Home ArticlesAnalysis White Sox Outlook for Crosstown Classic Looked Promising, Then it All Fell Apart

White Sox Outlook for Crosstown Classic Looked Promising, Then it All Fell Apart

by Sox On 35th Contributors

Another season, another year without the most coveted trophy in sports.

Over the weekend, the White Sox failed to take back the BP Crosstown Cup versus the North Siders, adding to the long list of disappointments for the 2018 season.

The White Sox were never really a threat to take four of six from the Cubs, but it would have one of the biggest victories all season. They instead took one win at each ballpark and were outscored 40-25 in six games, losing most of those games early on.

It’s the second straight year the Cubs claimed the trophy, despite the fact that the recent series at Guaranteed Rate Field, was supposed to play out much differently – or so many hoped only three weeks before.


After losing the first series in May, the perception of what the White Sox team would look like in September was completely full of promise. Looking back at the trip to Wrigley, Yoan Moncada and Tim Anderson, were in the midst of their season struggles. Reynaldo Lopez was the White Sox best pitcher at the time and he did not even have a chance to throw in that series. Carlos Rodon was still recovering from his injury and wouldn’t pitch until mid-June. Top-pitching prospect Michael Kopech was still in the minors, but many believed he would surely be apart of the team when the Cubs made their trip to the South Side. Combine all of these factors, it seemed that the White Sox could have several significant weapons to add to their arsenal.

And among all that anticipation and promise, standing tall and mighty looming in the background, was the possibility of Eloy Jimenez playing against the Cubs, showing everyone what they’re going to miss out on.


Then September came, and it was a disappointment. Moncada had been red hot since August 24, and he started off the series with 3 for 4 game, but then went 0 for 7 with 3 Ks in the following two games. He was not terrible, going 3 for 11 (.273) in the series.

Anderson on the other hand went 4 for 11 (.365) with a double and his 20th HR of the season, making him the first White Sox shortstop ever to hit 20 HR and steal 20 bases in a single season. TA7 was also a highlight machine, making several great plays at shortstop throughout the series.

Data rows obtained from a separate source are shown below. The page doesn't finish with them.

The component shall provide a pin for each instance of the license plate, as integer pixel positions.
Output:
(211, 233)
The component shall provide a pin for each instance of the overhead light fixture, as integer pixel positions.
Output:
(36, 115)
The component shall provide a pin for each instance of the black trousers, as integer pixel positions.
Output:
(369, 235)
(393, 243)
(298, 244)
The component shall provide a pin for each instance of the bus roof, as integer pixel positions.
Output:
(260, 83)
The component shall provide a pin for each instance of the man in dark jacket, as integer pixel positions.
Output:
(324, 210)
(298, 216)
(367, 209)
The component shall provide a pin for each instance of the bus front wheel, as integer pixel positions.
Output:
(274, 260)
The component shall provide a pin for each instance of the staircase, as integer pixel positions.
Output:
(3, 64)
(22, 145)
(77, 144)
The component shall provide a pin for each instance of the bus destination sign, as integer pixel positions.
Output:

As far as the pitchers go, the results were not the same. Lopez was able to pitch this time around and he was great. His line was 7.0 IP, 1 ER, 5 H, 8 SO. It was his fifth straight start with at least 6 innings pitched, 1 earned run or less, and 6 Ks. Four of Lopez’s last five starts have been 7 innings, 1 earned or less.

Rodon, arguably the White Sox ace this season, also got his chance to pitch but it happened to be his worst of the year, against the Cubs – of all teams. His line was 2.1 IP, 6 ER, 9 H and 3 Ks. It was his lowest innings pitched this season, while giving up the most hits and earned runs in any start this season.

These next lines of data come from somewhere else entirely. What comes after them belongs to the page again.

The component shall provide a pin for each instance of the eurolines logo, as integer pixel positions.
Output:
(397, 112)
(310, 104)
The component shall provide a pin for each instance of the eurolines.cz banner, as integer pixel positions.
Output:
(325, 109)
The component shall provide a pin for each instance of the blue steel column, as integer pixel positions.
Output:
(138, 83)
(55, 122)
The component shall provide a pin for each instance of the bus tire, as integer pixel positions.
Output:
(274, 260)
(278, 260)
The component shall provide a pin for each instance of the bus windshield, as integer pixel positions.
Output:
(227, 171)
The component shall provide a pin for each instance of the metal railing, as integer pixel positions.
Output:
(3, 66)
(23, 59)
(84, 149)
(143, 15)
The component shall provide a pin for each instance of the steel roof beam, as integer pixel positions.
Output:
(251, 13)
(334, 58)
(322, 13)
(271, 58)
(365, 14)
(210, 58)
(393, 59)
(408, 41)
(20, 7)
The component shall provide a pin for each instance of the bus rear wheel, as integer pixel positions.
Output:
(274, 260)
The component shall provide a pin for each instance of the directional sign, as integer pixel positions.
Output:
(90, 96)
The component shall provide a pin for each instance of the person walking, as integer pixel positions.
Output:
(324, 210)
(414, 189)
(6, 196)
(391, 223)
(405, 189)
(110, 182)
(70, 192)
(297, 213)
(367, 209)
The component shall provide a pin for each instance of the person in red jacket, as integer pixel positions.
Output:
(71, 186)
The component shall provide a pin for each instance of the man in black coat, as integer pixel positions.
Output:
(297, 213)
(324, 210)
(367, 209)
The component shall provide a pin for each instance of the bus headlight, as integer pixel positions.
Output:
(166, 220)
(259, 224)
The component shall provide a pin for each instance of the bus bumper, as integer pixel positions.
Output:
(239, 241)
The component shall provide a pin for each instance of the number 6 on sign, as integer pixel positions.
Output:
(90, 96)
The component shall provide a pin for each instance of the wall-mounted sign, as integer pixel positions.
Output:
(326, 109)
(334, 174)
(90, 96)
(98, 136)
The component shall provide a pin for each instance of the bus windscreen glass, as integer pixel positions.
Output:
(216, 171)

As far as the September call-ups went, Jimenez never received his promotion as the organization was not ready to give him his chance just yet. He had an incredible year in the minors, but somehow still did not receive his promotion. Jimenez even published a story on the Players’ Tribune stating simply that he is ready. His agency also made headlines as they considered filing a formal grievance against the organization for not giving Jimenez his call up. In the end, the White Sox chose not to show off their best prospect.

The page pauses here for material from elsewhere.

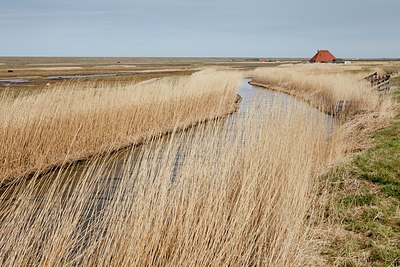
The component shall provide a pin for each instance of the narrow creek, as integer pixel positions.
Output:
(256, 102)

Kopech on the other hand, did receive his promotion and for a few weeks, he was the biggest success the White Sox and their fans could hang their caps on for the season. The White Sox finally had a prospect that was MLB-ready and MLB-great. Most of the Sox prospects have only shown flashes and glimpses of what their potential talent could be. In Kopech’s only full (and uninterrupted) start, he pitched five scoreless innings, going six total innings, only giving up one run, hitting 98 MPH on the gun and striking out batters with 83 MPH sliders. Then, in true 2018-fashion, reports came in on September 7th that Kopech had torn his UCL and would require Tommy John surgery, making his next scheduled start at the beginning of the 2020 season, without any setbacks.


Prior to the Kopech’s final start on September 3, the White Sox were 14-6 over their last 20 games. From September 3, the White Sox dropped seven in a row.

It was only three weeks before the anticipated September series versus the Cubs that the hope of matching up well with the North Siders was still very much alive. But Jimenez did not get called up, Kopech tore his UCL, then Rodon had his worst day of the year, altogether resulting in another season series loss for Ricky’s Boys.

So once again eyes are looking towards the future. Key players are playing well lately and are hoping to improve for next year. And of course, as always, there are many other prospects on the way. Similar to Kopech’s anticipated arrival, Minor League Pitcher of the Year Dylan Cease could be receiving his promotion some time next season, along with many others who are already at the Double-A and Triple-A levels.

Patience is the name of the game again for the White Sox, who will be much more prepared in 2019 to retake the Crosstown Cup. If not, there’s always 2020, when the Major League squad should be highlighted with names like Jimenez, Kopech, Cease, Moncada, Anderson, Rodon, Lopez, Madrigal, Robert and co.